How to maintain lucene indices in an azure cloud application

Question

How to maintain lucene indices in an azure cloud application

I just started playing with the Azure Library for Lucene.NET ( http://code.msdn.microsoft.com/AzureDirectory ). So far I have used my own code to write lucene indices on an azure blob. So, I copied the blob in the localstorage of the azure role on the Internet / worker and read / wrote documents to the index. I used my own locking mechanism to make sure that we have no conflicts between reading and writing to blob. I hope the Azure Library takes care of these issues for me.

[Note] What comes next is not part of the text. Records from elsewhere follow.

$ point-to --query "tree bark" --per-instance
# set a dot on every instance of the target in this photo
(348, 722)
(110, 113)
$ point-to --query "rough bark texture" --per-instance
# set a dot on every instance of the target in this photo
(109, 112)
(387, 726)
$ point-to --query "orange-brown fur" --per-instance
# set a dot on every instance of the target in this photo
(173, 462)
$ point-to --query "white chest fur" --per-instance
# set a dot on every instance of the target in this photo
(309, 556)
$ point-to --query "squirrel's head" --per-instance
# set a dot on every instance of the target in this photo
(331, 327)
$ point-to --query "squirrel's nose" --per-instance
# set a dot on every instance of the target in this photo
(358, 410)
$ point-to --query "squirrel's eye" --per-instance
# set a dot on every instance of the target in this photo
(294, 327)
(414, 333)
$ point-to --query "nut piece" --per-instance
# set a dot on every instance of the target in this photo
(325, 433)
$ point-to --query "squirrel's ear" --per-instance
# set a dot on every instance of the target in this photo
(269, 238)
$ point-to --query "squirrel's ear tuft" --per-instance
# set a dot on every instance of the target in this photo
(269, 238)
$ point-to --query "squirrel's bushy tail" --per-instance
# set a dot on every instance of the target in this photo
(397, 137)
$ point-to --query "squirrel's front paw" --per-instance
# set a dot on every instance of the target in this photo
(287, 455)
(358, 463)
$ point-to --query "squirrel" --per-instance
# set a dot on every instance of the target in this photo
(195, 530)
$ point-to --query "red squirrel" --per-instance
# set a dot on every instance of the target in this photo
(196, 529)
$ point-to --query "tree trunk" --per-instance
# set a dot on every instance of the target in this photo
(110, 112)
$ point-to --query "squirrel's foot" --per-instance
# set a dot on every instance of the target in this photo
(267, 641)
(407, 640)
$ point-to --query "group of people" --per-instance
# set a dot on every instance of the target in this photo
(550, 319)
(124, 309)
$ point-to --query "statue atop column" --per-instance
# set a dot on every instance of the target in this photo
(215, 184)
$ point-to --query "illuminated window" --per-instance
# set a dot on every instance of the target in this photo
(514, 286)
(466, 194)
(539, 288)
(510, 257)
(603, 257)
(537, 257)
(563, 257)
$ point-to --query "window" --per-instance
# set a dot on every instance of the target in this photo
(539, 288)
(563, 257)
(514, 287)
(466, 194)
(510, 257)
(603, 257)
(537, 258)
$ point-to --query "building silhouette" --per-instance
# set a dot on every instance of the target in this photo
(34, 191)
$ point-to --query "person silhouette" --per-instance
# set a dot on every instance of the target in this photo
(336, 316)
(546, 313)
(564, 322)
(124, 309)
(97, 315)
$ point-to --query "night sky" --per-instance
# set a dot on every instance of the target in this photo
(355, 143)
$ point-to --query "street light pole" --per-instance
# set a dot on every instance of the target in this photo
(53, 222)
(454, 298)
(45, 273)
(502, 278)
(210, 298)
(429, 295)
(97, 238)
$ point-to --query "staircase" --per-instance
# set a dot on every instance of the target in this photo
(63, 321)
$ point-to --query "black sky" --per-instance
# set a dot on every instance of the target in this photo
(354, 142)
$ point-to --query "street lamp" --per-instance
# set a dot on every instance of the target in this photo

However, while testing the test application, I changed the code to use the compound file parameter, and every time I wrote to the index, I created a new file. Now, my question is: if I need to maintain an index - I save a snapshot of the index file and use it, if the main index is damaged, then how can I do it. Should I keep a backup of all .cfs files that are created or processed only with the latter, fine. Are there any api calls to clear blob to save the last file after each write to the index?

Thanks Kapil

+4

indexing azure lucene lucene.net azure-storage

Kapil Oct 08 '10 at 14:24

source share

2 answers

I use AzureDirectory for full-text indexing on Azure, and I get some odd results ... but hopefully this answer will be useful to you ...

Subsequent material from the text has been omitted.